Before / after / destage photos
Crew assigned + on-site hours
Linked HubSpot deal + Titus invoice
Geo coordinates
Warehouse + crew + renewals
Multiple locations (Orlando, Tampa, TX, future)
Inventory by tier / category / status
Cross-warehouse transfer log
Crew check-in/check-out per project (geo-located)
Drive time vs on-site time
Renewal cadence per home + notification log
Client response capture (currently scattered)
Reports the discovery session called for
Real-time inventory snapshot by warehouse, tier, category, status
3-week destage forecast (from 90-day rolling rate)
3-week proposal close forecast (from historical close rate)
Net inventory available 3 weeks out
Wholesale buy list — fills the supply gap ahead of time (Heather: saves 30–40% on COGS)
Furniture usage tally — most / least used, by tier, by builder
Interview (~3 weeks) — Sit with you, Heather, and a crew lead. "What are the top 5 things you want to see at a glance?" Reference the 18-report inventory from our April 9 session.
Wiring (~6–8 weeks) — Pull data from everything Phase 2 connected. Per-role dashboards. Heather's wholesale buy-list (the 30–40% COGS savings number she mentioned).
Testing (~3–4 weeks) — Iterate per real feedback.
What we need from you
What would your dashboard look like? The things you want to see at a glance.
What would Heather's dashboard look like?
What would a crew lead's dashboard look like?
Which of your existing reports actually get used?
Phase 43–3.5 months · dream proposal
04 — A Replacement for Stageforce
The most ambitious phase. An experiment.
This is the dream — something we'd like to try. Not a promise. The goal: a system shaped around how you actually run staging — multi-warehouse, RFID-ready, built for the way your team works today and where you're headed next.
A checkpoint, not a commitment
By the time we reach Phase 4, we'll have been working together roughly six months. Before we kick this off, we'll sit down together and decide whether we still want to try it. If yes, we go. If no, no harm done — Phases 1-3 stand on their own.
We'd take what we've learned about your operations, your data, and the way Heather thinks about inventory, and try to shape a replacement around it — built for the way you run staging, not the way a generic SaaS thinks you should.
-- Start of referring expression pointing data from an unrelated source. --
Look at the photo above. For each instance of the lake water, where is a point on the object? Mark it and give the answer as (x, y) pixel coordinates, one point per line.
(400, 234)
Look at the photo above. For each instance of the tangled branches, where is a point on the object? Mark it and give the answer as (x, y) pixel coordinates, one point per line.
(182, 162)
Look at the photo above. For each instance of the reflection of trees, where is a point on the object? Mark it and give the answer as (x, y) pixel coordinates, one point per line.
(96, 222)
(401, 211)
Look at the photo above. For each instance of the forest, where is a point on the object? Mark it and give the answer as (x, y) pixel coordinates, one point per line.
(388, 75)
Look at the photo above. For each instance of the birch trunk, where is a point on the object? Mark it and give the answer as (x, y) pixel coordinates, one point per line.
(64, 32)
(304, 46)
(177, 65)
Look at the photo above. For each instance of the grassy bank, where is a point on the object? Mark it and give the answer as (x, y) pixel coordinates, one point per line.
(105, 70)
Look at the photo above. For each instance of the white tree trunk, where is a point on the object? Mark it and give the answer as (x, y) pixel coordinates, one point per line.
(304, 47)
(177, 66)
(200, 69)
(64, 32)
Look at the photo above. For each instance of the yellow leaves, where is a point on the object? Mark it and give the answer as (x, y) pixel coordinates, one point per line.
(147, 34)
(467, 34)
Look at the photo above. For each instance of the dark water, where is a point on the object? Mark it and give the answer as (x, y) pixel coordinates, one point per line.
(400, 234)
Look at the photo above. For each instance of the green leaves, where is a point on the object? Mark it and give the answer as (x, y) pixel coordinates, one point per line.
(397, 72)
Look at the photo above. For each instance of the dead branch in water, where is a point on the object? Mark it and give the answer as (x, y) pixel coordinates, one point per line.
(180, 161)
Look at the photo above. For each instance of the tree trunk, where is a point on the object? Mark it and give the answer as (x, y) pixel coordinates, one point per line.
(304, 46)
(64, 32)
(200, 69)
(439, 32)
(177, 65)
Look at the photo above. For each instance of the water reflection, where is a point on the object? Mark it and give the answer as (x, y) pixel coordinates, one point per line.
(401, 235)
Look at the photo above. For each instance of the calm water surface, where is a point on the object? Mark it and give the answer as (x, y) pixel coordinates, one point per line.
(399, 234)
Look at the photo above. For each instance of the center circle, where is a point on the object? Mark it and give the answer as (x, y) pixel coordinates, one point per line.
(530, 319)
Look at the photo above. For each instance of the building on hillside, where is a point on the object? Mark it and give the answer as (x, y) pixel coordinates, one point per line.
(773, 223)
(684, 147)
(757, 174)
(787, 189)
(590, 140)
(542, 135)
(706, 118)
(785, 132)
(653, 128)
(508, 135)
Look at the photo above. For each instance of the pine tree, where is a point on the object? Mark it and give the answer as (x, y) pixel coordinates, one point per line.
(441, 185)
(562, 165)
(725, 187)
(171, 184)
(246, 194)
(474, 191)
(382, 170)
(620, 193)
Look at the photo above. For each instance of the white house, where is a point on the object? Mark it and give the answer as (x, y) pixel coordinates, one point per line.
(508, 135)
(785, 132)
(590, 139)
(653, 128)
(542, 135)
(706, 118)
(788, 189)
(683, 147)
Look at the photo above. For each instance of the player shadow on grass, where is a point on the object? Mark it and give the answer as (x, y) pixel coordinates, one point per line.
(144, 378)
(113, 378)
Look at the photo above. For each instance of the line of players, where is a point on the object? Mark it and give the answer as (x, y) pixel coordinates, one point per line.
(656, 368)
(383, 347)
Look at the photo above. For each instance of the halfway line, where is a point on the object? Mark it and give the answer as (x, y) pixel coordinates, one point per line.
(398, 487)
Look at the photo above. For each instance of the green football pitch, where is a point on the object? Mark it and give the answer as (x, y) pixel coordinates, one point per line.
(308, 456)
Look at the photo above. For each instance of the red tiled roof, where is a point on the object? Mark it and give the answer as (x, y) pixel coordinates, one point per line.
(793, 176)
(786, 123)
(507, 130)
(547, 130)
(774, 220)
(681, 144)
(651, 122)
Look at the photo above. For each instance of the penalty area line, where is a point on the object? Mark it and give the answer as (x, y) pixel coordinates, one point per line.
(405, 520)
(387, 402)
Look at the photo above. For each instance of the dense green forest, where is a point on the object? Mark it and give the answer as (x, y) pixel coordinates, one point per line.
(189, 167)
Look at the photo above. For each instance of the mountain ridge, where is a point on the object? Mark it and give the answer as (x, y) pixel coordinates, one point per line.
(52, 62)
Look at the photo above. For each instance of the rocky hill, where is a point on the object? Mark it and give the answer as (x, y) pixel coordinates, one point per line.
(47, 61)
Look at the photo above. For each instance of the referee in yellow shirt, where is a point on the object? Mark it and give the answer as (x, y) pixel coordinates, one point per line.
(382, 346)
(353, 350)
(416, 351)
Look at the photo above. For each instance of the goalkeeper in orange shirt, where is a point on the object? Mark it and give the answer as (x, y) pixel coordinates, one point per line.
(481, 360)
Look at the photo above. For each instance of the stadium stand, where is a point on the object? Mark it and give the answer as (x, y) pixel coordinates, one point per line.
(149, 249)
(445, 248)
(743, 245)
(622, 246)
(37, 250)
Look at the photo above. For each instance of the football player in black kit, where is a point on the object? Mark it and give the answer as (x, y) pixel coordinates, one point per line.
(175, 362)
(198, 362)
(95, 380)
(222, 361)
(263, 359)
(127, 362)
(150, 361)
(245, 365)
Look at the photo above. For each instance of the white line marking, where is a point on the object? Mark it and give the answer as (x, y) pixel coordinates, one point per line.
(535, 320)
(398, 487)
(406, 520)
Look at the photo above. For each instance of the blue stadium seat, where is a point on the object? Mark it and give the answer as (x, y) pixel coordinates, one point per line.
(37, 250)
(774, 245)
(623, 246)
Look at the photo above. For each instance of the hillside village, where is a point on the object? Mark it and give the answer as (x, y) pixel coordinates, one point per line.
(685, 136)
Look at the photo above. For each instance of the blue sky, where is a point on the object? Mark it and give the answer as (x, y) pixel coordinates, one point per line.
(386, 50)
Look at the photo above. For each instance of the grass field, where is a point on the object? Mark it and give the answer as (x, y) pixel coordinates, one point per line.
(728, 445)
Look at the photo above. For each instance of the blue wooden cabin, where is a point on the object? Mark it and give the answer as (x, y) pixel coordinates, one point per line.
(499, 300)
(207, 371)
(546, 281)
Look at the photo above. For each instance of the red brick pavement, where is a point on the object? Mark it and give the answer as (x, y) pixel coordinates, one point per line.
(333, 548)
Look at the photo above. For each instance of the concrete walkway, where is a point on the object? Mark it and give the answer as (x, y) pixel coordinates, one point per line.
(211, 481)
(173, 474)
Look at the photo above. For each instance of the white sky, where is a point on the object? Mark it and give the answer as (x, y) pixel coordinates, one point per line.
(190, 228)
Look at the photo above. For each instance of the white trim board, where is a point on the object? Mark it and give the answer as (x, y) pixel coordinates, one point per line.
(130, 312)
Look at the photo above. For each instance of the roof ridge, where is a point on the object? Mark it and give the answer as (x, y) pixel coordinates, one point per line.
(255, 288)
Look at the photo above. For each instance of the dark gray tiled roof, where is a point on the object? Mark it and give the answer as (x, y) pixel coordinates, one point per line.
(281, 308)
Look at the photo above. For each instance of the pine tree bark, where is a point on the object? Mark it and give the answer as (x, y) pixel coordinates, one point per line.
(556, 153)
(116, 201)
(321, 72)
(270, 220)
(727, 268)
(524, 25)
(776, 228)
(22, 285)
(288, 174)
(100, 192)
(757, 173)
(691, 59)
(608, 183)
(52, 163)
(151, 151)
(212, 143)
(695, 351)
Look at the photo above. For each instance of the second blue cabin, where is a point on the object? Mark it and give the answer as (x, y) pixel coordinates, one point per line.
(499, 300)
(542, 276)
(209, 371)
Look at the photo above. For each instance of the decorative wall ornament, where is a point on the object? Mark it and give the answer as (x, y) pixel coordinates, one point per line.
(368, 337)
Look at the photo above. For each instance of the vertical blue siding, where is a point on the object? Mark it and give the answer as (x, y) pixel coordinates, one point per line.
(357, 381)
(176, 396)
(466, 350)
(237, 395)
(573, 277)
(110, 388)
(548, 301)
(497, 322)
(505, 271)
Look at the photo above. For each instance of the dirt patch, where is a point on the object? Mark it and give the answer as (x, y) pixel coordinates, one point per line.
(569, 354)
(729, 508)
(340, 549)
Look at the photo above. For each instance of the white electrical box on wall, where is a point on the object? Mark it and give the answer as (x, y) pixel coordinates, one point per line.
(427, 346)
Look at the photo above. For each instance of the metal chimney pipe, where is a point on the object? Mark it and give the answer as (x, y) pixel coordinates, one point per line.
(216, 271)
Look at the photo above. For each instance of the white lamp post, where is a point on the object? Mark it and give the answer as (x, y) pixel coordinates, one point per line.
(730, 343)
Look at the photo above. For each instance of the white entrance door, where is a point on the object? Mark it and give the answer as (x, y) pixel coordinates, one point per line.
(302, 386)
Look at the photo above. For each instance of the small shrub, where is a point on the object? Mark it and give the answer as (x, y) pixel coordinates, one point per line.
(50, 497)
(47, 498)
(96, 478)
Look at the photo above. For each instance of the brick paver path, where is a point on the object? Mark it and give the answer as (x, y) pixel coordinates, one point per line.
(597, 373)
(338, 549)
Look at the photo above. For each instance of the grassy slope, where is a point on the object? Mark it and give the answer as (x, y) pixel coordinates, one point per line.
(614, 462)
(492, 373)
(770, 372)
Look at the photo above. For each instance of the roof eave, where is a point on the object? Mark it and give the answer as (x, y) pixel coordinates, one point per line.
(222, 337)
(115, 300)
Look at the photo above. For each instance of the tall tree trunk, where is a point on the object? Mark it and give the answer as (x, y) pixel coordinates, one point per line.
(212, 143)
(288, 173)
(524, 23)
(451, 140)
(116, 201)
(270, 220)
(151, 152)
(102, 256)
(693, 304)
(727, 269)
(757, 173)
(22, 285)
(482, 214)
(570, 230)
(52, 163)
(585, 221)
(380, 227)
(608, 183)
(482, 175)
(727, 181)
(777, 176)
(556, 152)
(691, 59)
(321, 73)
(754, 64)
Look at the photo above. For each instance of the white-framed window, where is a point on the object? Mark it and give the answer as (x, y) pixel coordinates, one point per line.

What we'd need (if/when we kick off)
A walkthrough of Stageforce with Heather (recorded) — what it does well, where it gets in the way
A look at whatever export Stageforce gives you — fields, photos, tag mappings
Your Stageforce contract end date, so we can plan a clean cutover window
A casual audit of your RFID hardware — tag types, scanner inventory, where Wi-Fi reaches in the warehouses
05 — Side Quest
Capturing Alyssa's knowledge as we go.
Not a phase. Not a chatbot promise. A small, background side-task we'd start in Phase 1 that quietly builds a searchable record of how Alyssa makes design calls — so that knowledge stops living in one person's head.
What we'd do
Every time Alyssa makes a design call — "this set works for this tier," "this anchors that room," "we'd pair this with that" — we'd log it. Markdown files in a structured library, or a small searchable database, depending on what she's comfortable with.
You accumulate her playbook as you go. No big interview project. No upfront overhead. Just background capture that compounds over the nine months.
At the 9–10 month checkpoint, if there's a clear path to turn the corpus into something more — a tool, a tier handbook, an onboarding doc for new designers — bonus. If not, you still own the captured knowledge as a permanent asset.
What we'd need
A short conversation with Alyssa about how she'd want to log — voice memo? quick text? a small UI? — and how it fits into her day without slowing her down
A few example design calls from recent jobs to anchor the schema (what we'd capture per entry)
Permission to revisit at the 9–10 month checkpoint — what's there? what would you do with it?
One question to start
What do you wish you had from Alyssa? If a tool captured her ongoing decisions, what would you actually do with it?